Hutchinson, in wake of missteps, won't seek 2nd term as delegate

May 31, 1994|By C. Fraser Smith | C. Fraser Smith,Sun Staff Writer

State Del. Leslie Hutchinson, whose political career was blighted by a series of unpaid debts, motor vehicle law violations and ethical missteps, will not seek a second term.

Sharply diminished re-election prospects and family considerations led to the decision, the 32-year-old legislator said last week.

Instead, she will concentrate on rearing her son, completing her undergraduate studies at the University of Baltimore and continuing her search for a job.

"I don't think it's fair to my constituents to do this on their clock," she said.

The election of 1994 once seemed within the grasp of this daughter of a prominent Baltimore County political family. But after her well-publicized travails, supporters and opponents told her she faced immense difficulties in her Essex district.

"Friends said it would be the toughest race in the state, but it could be won. I'd have to knock on 12,000 doors. People are forgiving. I have apologized and come to grips with the reality of my life. I've done my best to take care of things," she said.

She contended she did a good job as a first-term legislator, solving constituents' problems and helping bring projects to the county. But she said she did a poor job of managing her personal affairs and, on that score, she agrees with those who say she does not deserve re-election.

"It's hard when you've done what I've done to go and face people."

During a three-year period after her election in 1990, Ms. Hutchinson:

* Drove her car without proper registration or insurance and put discarded 1970 license plates on her car.

* Was fined $1,500, given a suspended jail term and put on probation for three years for driving with a suspended license and without insurance.

* Failed to appear in court seven times.

* Left her job at the Baltimore County Police Department in 1992 after learning she faced disciplinary action for driving on a suspended license and failing to make good quickly on a bad check.

* Wrote a security deposit check against a defunct political campaign account.

* Failed to pay bills in Annapolis, where angry creditors tried to recoup by billing the state.

* Failed to pay 1991 state income taxes.

* Failed to make car payments, leading to the garnisheeing of her legislative wages.

* Tried to start a business by improperly using her connections as a legislator. That business effort collapsed, she said.

In an interview last week, Ms. Hutchinson discussed her self-inflicted wounds. She said commentators were right when they called her a "flagrant scofflaw." And yet, she said, she was not deliberately putting herself above the law.

Her personal life was "out of control," she said.

Her fall began soon after she was elected. Congratulations poured in. People invited her to make speeches. She was being appointed to important-sounding posts in the General Assembly.

Family of politicians

Her grandfather was Del.

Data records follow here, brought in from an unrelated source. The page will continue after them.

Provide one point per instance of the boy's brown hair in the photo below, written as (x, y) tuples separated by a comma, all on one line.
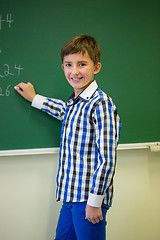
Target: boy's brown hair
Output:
[(82, 44)]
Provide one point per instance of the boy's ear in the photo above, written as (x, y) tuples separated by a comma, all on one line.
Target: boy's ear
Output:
[(97, 68)]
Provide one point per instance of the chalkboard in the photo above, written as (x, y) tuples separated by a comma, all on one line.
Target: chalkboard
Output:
[(31, 36)]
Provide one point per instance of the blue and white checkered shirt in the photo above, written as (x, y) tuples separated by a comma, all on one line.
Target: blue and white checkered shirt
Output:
[(89, 138)]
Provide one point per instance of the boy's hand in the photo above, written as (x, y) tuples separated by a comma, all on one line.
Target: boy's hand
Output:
[(26, 90), (93, 214)]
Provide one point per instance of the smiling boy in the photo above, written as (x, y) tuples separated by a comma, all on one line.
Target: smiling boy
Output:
[(89, 138)]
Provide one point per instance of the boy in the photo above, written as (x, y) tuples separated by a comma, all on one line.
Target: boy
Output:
[(89, 138)]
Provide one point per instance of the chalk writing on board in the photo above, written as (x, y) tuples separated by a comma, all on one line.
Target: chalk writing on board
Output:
[(6, 20), (16, 70), (6, 92), (6, 70)]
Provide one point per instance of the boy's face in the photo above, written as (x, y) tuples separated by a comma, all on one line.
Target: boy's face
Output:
[(79, 70)]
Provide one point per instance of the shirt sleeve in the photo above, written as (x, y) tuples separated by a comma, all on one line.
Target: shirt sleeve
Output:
[(54, 107), (107, 131)]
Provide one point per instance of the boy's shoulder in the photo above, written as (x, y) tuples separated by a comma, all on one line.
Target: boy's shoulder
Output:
[(99, 95)]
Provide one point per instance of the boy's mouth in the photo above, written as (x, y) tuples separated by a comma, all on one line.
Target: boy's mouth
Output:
[(76, 79)]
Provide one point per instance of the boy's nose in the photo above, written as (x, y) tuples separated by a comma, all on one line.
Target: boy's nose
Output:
[(75, 70)]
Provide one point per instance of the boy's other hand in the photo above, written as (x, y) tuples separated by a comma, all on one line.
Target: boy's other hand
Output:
[(26, 90), (93, 214)]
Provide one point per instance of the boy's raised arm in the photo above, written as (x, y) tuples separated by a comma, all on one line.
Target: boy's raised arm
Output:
[(26, 90)]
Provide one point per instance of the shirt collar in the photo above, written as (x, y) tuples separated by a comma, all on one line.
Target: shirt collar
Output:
[(86, 94)]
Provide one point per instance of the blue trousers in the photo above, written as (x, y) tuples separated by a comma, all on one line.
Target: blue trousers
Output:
[(72, 224)]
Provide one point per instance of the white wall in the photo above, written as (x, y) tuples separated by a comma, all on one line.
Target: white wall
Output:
[(29, 211)]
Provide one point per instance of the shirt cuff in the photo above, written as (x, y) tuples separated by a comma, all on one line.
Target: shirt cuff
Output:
[(95, 200), (38, 101)]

Preston A. Hutchinson, a steel worker who used his tavern as successful political base, and her uncle is Donald P. Hutchinson, a former state senator and former Baltimore County executive.

When she left her house in Essex as a child, she said, her parents told her, "Don't forget who you are."

Suddenly, she was an elected official, a winner like her uncle and grandfather. She was a member of the House of Delegates.

"The high was overwhelming. I had grown up in politics so I knew what to expect, but I was completely taken by surprise by the rush of it all," she says. Once in office, she found she could "move the bureaucracy," help people and become a legislative star -- the best ever, she hoped.

Her slide started with pride. Then pride kept it going and made it worse.

At 29, she was the youngest woman elected to the House of Delegates. But she and her son, now 11, were living with her grandmother in a house on Lorraine Avenue in Essex.

"I thought, 'My gosh, how could my constituents possibly respect someone who was still living at home.' My political upbringing taught me that in politics, perception is reality."

She said she wanted people to say, "Look at Les. She's got it together.

"So I went and I moved. That's when everything began to unravel." She took a $650-a-month apartment at Villa Capri, an apartment and condominium development. Within four months she was falling behind on her rent, but she did not move for four months.

She missed automobile insurance payments.

She said she got no child support from her ex-husband. However she had her legislative salary of $28,000 a year and, for a time, income from a job with the Baltimore County Police Department. Despite that, she said, she accumulated debts of about $25,000: child care, automobile payments, clothing, "going here, going there."

"It cost a little money to be a legislator," she said.

To be a big shot?

"If you will," she replied.

Still has debts

She still owes $13,000 to family members who bailed her out. She's back living with her grandmother, hoping to land some work helping candidates with campaign plans.